Secondo molti, la cosiddetta «autonomia differenziata» è un progetto che produrrà uno spezzatino legislativo e accrescerà le disuguaglianze fra territori. Il tema riguarda l’autonomia delle Regioni italiane, ossia quanto ognuna di esse possa fare per conto proprio nei vari ambiti che riguardano la vita dei cittadini.
Secondo la visione dei padri costituenti, le Regioni avevano essenzialmente il compito di attuare in ambito locale i servizi decisi dal governo centrale. Solo su materie molto ristrette a forte valenza locale potevano anche legiferare. Alcune di queste erano le fiere e i mercati, la caccia, l’artigianato, l’agricoltura, le foreste, la beneficenza e l’assistenza sanitaria. Ma era ben specificato che le leggi regionali dovevano rimanere dentro i limiti tracciati dai principi fondamentali stabiliti dalle leggi dello Stato, né potevano essere in contrasto con l’interesse nazionale o quello di altre Regioni. In conclusione, le Regioni erano concepite come strumenti di decentramento amministrativo in un progetto di avanzamento di tutta la nazione secondo logiche di solidarietà. Pertanto, i cittadini delle regioni più benestanti erano chiamati a contribuire anche per quelli residenti in regioni più disagiate in modo da garantire gli stessi servizi da un capo all’altro d’Italia.
Nord e Sud
La Costituzione italiana è stata emanata nel 1947 ed è entrata in vigore nel 1948, ma le regioni entrarono nel pieno delle loro funzioni solo nel 1970 quando si tennero le prime elezioni regionali. Per circa un ventennio la navigazione procedette senza eccessivi scossoni, ma sul finire degli anni Ottanta nel Nord Italia si sviluppò un movimento, poi battezzato Lega Nord, che arringava le folle sostenendo che il Nord era sfruttato dal Sud. La tesi era che il Nord laborioso produce ricchezza e il Sud parassita se ne appropria per mezzo dei travasi operati dal fisco e del salasso causato dalla macchina burocratica allestita dal governo centrale. La soluzione era l’autonomia regionale, compresa quella fiscale, affinché ogni Regione potesse utilizzare al proprio interno tutti i soldi versati dai propri cittadini modulando i propri servizi in base alla ricchezza disponibile. Un progetto, insomma, spudoratamente egoistico di cui non si faceva mistero. Dimenticando che la ricchezza del Nord era stata prodotta anche grazie al sudore di centinaia di migliaia di immigrati meridionali, al congresso della Lega Nord del 5 febbraio 1994, Gianfranco Miglio, ideologo del partito, tenne il suo discorso incentrato su pidocchi e parassiti: «Il Paese che siamo chiamati a cambiare è ammalato da un esercito di pidocchi. Centralismo e parassitismo sono due fenomeni strettamente legati fra loro. Senza mutare il sistema costituzionale centralizzato noi non riusciremo a sopravvivere». Che tradotto significava riformare la Costituzione affinché venisse riconosciuta alle Regioni la facoltà di trattenere il gettito fiscale generato nel proprio territorio da utilizzare a uso esclusivo dei propri cittadini.

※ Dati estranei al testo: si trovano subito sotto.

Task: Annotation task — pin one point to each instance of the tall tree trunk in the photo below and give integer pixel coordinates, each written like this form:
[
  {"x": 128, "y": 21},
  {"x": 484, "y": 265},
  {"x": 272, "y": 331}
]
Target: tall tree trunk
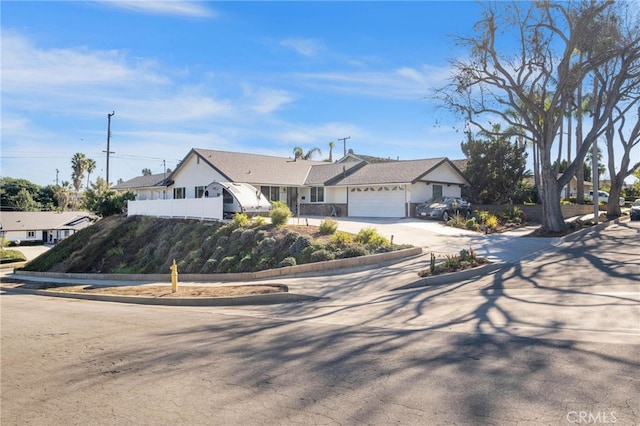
[
  {"x": 617, "y": 179},
  {"x": 536, "y": 170},
  {"x": 580, "y": 171},
  {"x": 569, "y": 142},
  {"x": 552, "y": 219}
]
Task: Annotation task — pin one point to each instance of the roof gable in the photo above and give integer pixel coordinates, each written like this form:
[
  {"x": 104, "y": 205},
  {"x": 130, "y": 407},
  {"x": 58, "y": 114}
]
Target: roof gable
[
  {"x": 258, "y": 169},
  {"x": 392, "y": 172},
  {"x": 31, "y": 221},
  {"x": 148, "y": 181}
]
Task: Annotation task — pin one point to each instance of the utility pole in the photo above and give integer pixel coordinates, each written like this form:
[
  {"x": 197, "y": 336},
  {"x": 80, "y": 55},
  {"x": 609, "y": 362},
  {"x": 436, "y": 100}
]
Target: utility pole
[
  {"x": 108, "y": 142},
  {"x": 344, "y": 144}
]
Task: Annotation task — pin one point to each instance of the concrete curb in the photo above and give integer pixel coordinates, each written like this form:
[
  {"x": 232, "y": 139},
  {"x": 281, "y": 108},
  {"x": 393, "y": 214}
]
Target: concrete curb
[
  {"x": 254, "y": 299},
  {"x": 452, "y": 277},
  {"x": 243, "y": 276}
]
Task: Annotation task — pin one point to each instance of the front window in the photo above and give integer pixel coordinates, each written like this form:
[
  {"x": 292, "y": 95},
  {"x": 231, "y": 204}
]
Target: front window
[
  {"x": 437, "y": 191},
  {"x": 317, "y": 194},
  {"x": 178, "y": 193},
  {"x": 271, "y": 193}
]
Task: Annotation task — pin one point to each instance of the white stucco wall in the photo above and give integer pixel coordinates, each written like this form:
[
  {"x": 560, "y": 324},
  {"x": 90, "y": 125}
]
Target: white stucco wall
[
  {"x": 194, "y": 173},
  {"x": 445, "y": 176},
  {"x": 444, "y": 173},
  {"x": 332, "y": 195}
]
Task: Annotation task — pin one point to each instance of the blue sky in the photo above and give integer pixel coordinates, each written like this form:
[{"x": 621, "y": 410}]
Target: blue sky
[{"x": 261, "y": 77}]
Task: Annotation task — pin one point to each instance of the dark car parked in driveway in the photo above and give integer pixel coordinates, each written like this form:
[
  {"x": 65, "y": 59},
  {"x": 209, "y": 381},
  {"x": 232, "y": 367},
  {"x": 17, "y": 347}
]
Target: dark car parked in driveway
[
  {"x": 443, "y": 208},
  {"x": 635, "y": 210}
]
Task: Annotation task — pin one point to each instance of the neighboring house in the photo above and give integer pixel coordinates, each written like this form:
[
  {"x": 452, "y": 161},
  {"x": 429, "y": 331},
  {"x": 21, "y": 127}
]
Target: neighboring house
[
  {"x": 149, "y": 187},
  {"x": 42, "y": 227},
  {"x": 351, "y": 186}
]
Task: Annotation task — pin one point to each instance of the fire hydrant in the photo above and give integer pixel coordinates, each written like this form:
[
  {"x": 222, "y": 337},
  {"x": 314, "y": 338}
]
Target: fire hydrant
[{"x": 174, "y": 277}]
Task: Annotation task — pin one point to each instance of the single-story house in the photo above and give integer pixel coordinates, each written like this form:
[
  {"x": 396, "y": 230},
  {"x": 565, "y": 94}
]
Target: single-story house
[
  {"x": 147, "y": 187},
  {"x": 352, "y": 186},
  {"x": 42, "y": 227}
]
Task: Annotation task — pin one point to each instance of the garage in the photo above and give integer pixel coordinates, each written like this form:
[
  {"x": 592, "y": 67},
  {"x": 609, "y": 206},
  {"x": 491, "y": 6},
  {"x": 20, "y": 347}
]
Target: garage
[{"x": 377, "y": 201}]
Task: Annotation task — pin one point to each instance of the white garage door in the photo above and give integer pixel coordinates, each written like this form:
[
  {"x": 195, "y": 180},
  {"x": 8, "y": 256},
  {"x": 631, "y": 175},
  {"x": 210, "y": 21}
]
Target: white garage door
[{"x": 377, "y": 201}]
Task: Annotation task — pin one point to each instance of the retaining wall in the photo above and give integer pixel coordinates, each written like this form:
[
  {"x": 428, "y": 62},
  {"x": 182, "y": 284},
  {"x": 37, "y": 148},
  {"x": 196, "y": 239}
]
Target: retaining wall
[{"x": 243, "y": 276}]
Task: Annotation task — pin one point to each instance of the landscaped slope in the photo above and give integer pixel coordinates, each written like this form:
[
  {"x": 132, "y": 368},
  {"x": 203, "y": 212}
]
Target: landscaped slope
[{"x": 139, "y": 244}]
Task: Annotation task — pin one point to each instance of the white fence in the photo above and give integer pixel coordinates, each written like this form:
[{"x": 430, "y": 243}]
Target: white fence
[{"x": 186, "y": 208}]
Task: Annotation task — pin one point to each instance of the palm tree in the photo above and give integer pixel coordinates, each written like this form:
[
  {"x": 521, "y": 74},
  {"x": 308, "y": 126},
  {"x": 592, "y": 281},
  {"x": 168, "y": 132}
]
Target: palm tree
[
  {"x": 298, "y": 153},
  {"x": 61, "y": 194},
  {"x": 91, "y": 167},
  {"x": 78, "y": 167}
]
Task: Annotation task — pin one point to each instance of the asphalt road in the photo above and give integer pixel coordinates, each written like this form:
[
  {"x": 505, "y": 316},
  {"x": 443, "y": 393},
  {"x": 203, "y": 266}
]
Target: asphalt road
[{"x": 552, "y": 340}]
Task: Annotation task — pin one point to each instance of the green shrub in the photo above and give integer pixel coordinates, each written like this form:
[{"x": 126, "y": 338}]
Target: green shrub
[
  {"x": 328, "y": 226},
  {"x": 247, "y": 238},
  {"x": 227, "y": 264},
  {"x": 278, "y": 204},
  {"x": 370, "y": 237},
  {"x": 258, "y": 220},
  {"x": 280, "y": 215},
  {"x": 301, "y": 243},
  {"x": 492, "y": 221},
  {"x": 266, "y": 246},
  {"x": 209, "y": 266},
  {"x": 240, "y": 220},
  {"x": 355, "y": 251},
  {"x": 245, "y": 265},
  {"x": 341, "y": 238},
  {"x": 513, "y": 214},
  {"x": 457, "y": 221},
  {"x": 9, "y": 256},
  {"x": 287, "y": 261},
  {"x": 471, "y": 225},
  {"x": 115, "y": 251},
  {"x": 321, "y": 255},
  {"x": 481, "y": 216}
]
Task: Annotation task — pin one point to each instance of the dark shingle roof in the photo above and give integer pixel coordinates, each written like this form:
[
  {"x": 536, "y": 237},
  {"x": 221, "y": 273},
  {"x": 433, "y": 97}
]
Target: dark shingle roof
[
  {"x": 324, "y": 173},
  {"x": 142, "y": 182},
  {"x": 391, "y": 172},
  {"x": 32, "y": 221},
  {"x": 258, "y": 169}
]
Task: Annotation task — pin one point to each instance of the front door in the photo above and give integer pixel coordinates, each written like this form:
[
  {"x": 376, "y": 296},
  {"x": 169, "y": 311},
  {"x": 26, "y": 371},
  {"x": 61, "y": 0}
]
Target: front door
[{"x": 292, "y": 199}]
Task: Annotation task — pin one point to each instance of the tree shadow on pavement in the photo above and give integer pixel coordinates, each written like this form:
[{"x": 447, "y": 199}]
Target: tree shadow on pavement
[{"x": 473, "y": 352}]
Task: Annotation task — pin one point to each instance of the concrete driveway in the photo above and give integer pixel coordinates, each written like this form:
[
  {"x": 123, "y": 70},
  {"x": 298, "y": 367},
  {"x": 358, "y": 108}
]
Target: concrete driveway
[{"x": 434, "y": 236}]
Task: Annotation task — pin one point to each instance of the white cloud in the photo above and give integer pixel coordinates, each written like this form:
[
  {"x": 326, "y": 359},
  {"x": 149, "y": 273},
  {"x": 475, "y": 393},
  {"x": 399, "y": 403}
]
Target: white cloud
[
  {"x": 265, "y": 100},
  {"x": 303, "y": 46},
  {"x": 401, "y": 83},
  {"x": 194, "y": 9},
  {"x": 28, "y": 69}
]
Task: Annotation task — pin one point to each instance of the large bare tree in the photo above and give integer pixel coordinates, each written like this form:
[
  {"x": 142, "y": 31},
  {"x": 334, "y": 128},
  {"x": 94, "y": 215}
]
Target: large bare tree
[{"x": 526, "y": 62}]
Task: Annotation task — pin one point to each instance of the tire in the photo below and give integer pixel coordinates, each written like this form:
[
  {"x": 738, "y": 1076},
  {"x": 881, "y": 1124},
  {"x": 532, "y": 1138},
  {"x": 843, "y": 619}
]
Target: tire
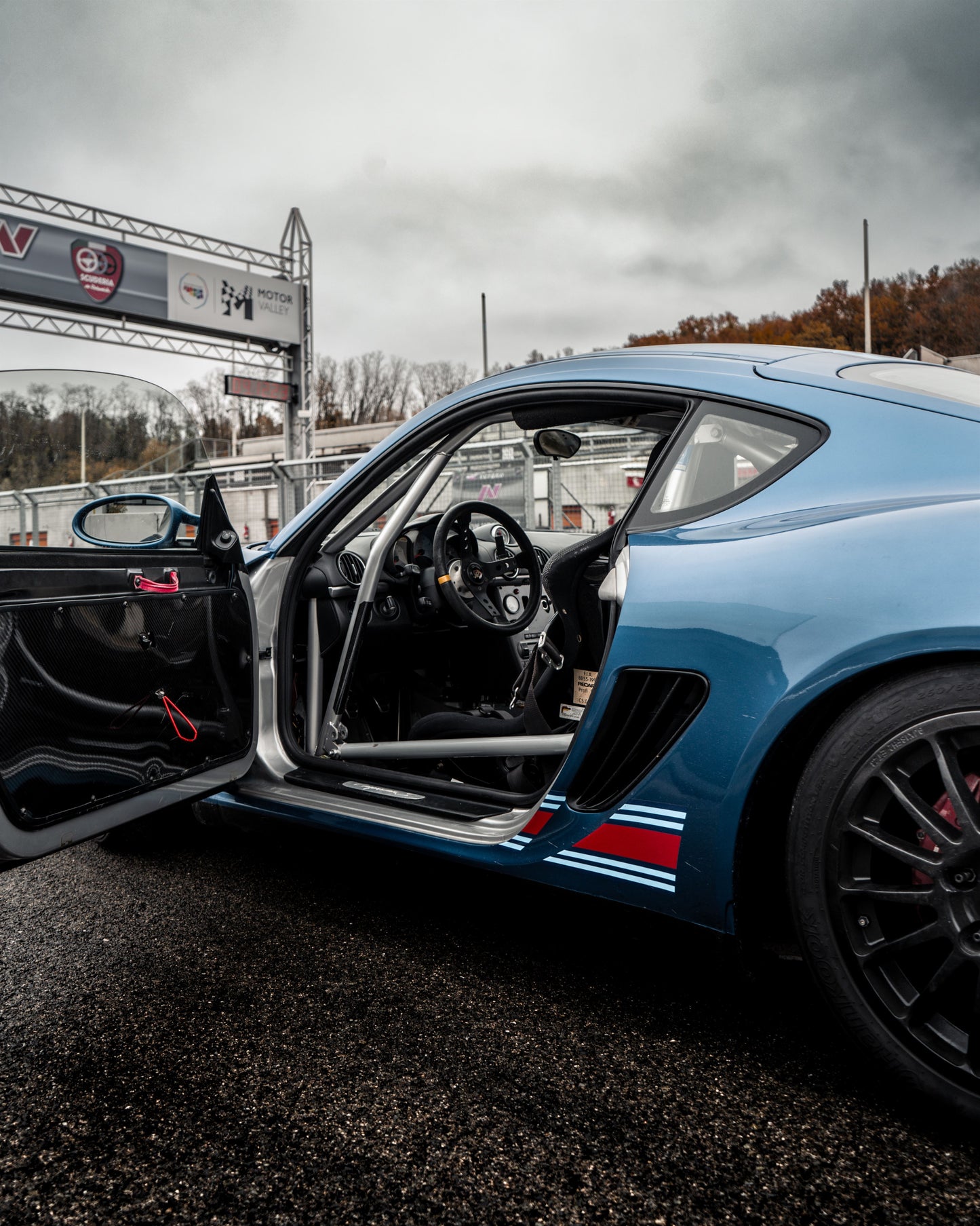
[{"x": 884, "y": 875}]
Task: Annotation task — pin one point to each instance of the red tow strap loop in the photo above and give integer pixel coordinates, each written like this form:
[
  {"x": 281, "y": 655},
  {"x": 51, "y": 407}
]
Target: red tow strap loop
[
  {"x": 172, "y": 710},
  {"x": 150, "y": 585}
]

La (brutta) riforma del Centrosinistra
Sulla scia dei successi elettorali dei leghisti, la «questione settentrionale» si era imposta al dibattito pubblico e un po’ tutti i partiti, sinistra compresa, si affrettavano a metterci sopra il cappello. L’Ulivo stesso, in occasione delle elezioni 1996, aveva inserito al terzo posto dei punti programmatici, la voce «Autogoverno locale e federalismo cooperativo», forse pensando che se fosse riuscito a introdurre il regionalismo prima della Lega, il responso elettorale si sarebbe spostato a proprio favore. Effettivamente quella tornata elettorale venne vinta dal Centrosinistra che nel 2001, sul finire della legislatura, varò una riforma costituzionale per garantire alle Regioni maggiori spazi di autonomia fiscale, amministrativa e legislativa. In tutto, gli articoli della Costituzione modificati furono dieci, mentre cinque furono addirittura abrogati. Ma quelli che subirono i cambiamenti più profondi furono il 116 e il 117 che definiscono i compiti delle Regioni e dello Stato. La riforma stabilì che alcune materie, come l’immigrazione, la difesa, l’ordine pubblico, sono di competenza esclusiva dello Stato, mentre altre, come sanità, trasporti, protezione civile, sono materie concorrenti, ossia di competenza congiunta di Stato e Regioni: lo Stato definisce i principi fondamentali, le Regioni gli aspetti di dettaglio. L’articolo 116, tuttavia, stabilisce che sulle materie concorrenti, le Regioni possono godere di «condizioni particolari di autonomia», ma non precisa quanto possa essere ampia. Dice solo che deve essere richiesta dalla Regione interessata e che sarà una legge specifica, approvata dal Parlamento, ad attribuirla. Dunque, ogni Regione avrà la propria autonomia, ciascuna con contenuti diversi a seconda di ciò che più le interessa. Per questo si parla di autonomia differenziata.
La legge Calderoli
Stabilito che il supplemento di autonomia non è né automatico né predeterminato, serviva una legge ordinaria per definire il percorso utile ad ottenerlo. Quella legge è arrivata ventitré anni dopo, nel giugno 2024 per iniziativa del ministro (leghista) per gli Affari regionali Roberto Calderoli. Ma è arrivata in un momento di ripensamento politico da parte della sinistra che ora vede l’autonomia differenziata come un pericolo, anziché una conquista. Per cui ha deciso di dare battaglia per mezzo di un referendum e, se tutto procederà secondo le previsioni dei promotori, nella primavera 2025 dovremmo essere chiamati a dire se vogliamo mantenere o abrogare la legge numero 86/2024, meglio nota come legge Calderoli.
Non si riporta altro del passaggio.